Improvements
Since this was my first ever Kaggle competition and Machine Learning project, I was familiar with and could implement only the basics that I detailed. There were a lot more things I could have done.
-
Feature Engineering: I did only the minimum feature engineering, that is, feature selection with VarianceThreshold.
Instead, if I had studied each feature carefully with some EDA, measure feature importance with Mutual Information, and generated more useful features with clustering of important features, or PCA of features with highest linear correlation with target, or simple numerical operations on most important features, that could have improved my model significantly.
-
Hyperparameter Tuning: I performed hyperparameter tuning with GridSearchCV. But this was suboptimal since GridSearchCV can only scan through a limited number of options, tests all options in a brute force manner consuming a lot of time, and cannot be applied to something like StackingClassifier directly.

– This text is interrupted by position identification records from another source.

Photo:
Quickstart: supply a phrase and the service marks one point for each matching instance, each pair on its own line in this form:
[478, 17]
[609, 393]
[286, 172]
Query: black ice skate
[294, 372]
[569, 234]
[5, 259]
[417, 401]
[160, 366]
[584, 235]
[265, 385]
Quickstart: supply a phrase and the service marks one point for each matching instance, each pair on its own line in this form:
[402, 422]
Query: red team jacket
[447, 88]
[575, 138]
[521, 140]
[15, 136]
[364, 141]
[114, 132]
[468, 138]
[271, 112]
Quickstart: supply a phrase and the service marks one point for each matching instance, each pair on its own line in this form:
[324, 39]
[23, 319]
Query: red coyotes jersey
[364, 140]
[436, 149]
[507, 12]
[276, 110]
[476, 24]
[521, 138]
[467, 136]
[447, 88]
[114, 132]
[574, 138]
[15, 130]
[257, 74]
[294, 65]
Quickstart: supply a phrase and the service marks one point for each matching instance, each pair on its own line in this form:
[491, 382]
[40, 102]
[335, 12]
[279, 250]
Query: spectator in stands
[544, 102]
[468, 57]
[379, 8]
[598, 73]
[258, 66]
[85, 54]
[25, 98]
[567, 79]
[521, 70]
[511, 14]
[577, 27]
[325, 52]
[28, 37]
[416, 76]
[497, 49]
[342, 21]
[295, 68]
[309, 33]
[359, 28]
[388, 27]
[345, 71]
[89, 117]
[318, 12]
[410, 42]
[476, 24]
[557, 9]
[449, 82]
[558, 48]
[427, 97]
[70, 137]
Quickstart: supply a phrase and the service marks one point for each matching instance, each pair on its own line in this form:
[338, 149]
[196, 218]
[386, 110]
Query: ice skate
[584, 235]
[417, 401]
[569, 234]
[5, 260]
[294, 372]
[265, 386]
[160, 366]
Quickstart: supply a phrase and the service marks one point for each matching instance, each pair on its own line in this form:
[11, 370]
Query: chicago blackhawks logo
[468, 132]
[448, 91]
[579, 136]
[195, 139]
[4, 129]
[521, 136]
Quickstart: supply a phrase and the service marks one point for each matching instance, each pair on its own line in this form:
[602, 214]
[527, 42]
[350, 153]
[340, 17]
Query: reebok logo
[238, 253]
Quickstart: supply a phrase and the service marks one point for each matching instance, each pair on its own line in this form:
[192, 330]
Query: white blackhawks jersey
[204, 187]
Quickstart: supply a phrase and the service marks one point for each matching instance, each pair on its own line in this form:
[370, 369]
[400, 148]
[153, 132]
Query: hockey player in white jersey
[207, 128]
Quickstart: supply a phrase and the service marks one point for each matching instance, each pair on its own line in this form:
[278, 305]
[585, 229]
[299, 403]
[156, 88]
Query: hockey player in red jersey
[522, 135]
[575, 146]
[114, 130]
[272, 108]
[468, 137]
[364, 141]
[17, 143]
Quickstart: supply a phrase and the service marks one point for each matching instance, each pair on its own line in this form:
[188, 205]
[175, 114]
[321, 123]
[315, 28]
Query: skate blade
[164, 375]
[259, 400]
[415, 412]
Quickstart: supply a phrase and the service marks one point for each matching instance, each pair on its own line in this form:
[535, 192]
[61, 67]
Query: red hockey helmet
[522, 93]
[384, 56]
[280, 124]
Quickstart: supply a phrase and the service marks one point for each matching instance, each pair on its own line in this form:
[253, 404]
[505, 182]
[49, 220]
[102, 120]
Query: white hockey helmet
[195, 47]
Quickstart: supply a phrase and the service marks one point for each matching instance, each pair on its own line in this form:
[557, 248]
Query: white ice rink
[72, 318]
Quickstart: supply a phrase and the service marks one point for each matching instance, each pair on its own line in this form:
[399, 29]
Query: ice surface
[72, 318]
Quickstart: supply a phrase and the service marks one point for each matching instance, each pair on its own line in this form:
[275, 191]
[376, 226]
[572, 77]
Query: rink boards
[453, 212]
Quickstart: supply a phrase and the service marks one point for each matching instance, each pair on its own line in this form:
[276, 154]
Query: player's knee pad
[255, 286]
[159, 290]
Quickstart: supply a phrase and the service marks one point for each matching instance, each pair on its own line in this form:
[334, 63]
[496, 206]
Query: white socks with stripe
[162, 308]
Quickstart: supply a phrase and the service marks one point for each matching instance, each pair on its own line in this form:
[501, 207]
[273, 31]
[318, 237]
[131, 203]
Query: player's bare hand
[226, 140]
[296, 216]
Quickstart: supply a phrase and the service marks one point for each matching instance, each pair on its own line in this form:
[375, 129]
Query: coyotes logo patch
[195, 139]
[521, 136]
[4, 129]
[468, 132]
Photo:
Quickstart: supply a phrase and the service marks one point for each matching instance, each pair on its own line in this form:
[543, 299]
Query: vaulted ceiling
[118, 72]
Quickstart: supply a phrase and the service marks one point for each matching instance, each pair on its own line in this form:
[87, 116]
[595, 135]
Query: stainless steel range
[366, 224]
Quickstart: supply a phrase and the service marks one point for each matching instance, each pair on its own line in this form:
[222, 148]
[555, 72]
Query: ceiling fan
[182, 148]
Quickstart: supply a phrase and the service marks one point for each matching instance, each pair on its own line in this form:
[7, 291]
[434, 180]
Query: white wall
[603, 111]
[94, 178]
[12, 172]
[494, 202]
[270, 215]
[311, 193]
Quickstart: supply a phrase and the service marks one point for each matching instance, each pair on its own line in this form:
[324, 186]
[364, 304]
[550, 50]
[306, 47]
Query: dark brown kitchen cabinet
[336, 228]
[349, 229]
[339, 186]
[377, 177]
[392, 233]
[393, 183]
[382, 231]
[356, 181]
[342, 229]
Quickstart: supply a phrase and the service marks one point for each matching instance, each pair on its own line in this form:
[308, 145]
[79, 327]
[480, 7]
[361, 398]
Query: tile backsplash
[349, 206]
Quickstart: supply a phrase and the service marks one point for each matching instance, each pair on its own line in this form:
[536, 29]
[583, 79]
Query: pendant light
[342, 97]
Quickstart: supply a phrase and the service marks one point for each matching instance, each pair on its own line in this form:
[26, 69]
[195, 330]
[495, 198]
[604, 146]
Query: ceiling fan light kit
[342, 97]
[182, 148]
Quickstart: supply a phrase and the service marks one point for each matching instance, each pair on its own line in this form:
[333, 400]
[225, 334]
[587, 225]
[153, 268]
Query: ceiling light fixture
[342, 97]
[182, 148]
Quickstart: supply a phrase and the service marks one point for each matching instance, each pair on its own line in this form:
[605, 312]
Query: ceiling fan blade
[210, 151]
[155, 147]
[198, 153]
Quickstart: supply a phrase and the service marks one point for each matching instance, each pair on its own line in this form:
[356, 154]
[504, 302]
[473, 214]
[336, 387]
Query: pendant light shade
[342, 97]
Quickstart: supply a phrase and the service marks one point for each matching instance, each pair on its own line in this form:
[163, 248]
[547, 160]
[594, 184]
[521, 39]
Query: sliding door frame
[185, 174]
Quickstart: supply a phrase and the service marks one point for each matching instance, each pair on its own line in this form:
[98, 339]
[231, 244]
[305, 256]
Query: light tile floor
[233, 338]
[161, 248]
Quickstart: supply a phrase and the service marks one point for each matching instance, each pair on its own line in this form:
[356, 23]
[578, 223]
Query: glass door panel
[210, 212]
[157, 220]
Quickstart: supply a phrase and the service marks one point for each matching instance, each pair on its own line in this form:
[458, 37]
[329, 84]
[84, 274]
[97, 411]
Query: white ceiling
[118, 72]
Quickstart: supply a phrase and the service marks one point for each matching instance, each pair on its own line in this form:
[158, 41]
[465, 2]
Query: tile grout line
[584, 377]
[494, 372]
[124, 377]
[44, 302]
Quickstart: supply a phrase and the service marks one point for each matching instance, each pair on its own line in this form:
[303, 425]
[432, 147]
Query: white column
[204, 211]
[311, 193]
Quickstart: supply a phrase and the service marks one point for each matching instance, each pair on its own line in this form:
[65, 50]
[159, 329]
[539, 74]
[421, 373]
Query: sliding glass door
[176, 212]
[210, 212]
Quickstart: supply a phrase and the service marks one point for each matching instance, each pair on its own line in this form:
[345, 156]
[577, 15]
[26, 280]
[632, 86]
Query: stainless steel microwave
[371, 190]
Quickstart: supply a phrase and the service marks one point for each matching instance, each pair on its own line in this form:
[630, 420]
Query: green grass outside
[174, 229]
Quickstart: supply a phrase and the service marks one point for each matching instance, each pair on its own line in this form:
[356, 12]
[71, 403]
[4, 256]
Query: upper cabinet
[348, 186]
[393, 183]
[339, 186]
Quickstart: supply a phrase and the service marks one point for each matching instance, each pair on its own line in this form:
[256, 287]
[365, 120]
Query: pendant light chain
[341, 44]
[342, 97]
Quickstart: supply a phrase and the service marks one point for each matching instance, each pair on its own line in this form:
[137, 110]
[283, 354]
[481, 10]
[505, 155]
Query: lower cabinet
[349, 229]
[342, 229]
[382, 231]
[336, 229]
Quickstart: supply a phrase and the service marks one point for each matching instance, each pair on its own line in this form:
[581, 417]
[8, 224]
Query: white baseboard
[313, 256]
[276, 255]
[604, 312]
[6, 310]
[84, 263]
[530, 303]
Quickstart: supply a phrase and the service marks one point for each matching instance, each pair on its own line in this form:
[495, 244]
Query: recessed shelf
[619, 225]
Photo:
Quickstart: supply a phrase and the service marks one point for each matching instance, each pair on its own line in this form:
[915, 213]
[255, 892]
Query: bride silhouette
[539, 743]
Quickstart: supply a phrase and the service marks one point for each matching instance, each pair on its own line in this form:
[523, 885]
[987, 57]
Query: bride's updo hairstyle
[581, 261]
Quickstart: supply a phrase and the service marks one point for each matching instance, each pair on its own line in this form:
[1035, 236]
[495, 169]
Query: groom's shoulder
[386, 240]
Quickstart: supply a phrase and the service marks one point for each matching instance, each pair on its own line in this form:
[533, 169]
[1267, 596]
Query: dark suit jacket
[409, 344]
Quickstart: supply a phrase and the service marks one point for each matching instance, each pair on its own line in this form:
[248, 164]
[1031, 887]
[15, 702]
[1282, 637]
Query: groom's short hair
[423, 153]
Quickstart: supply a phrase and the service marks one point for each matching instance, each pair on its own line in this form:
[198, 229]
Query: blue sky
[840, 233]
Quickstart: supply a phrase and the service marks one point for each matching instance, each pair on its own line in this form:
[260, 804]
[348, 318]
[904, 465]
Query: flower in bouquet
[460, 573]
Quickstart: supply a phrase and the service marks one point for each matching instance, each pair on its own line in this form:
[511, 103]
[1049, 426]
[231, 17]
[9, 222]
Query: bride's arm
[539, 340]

Instead, if I had used a framework like Optuna which uses a principled algorithm to scan through a wide range of combinations of parameters and can be used on StackingClassifer directly, that could have given me a more optimal estimator.
-
MLOps: I made a pipeline for encoding, imputing, scaling and transformation, then detected and removed outliers, then rebalanced classes through oversampling, then removed redundant features and finally applied the estimator.
All these steps, I applied individually to both th train and test data. But given a completely new datapoint, how do I apply all these steps in a single go to classify it?
This could have been done if a made a class with methods to perform each of the steps, and a final method to perform everything in a single go. Given any sample, this class methods could have been used on it directly to classify it.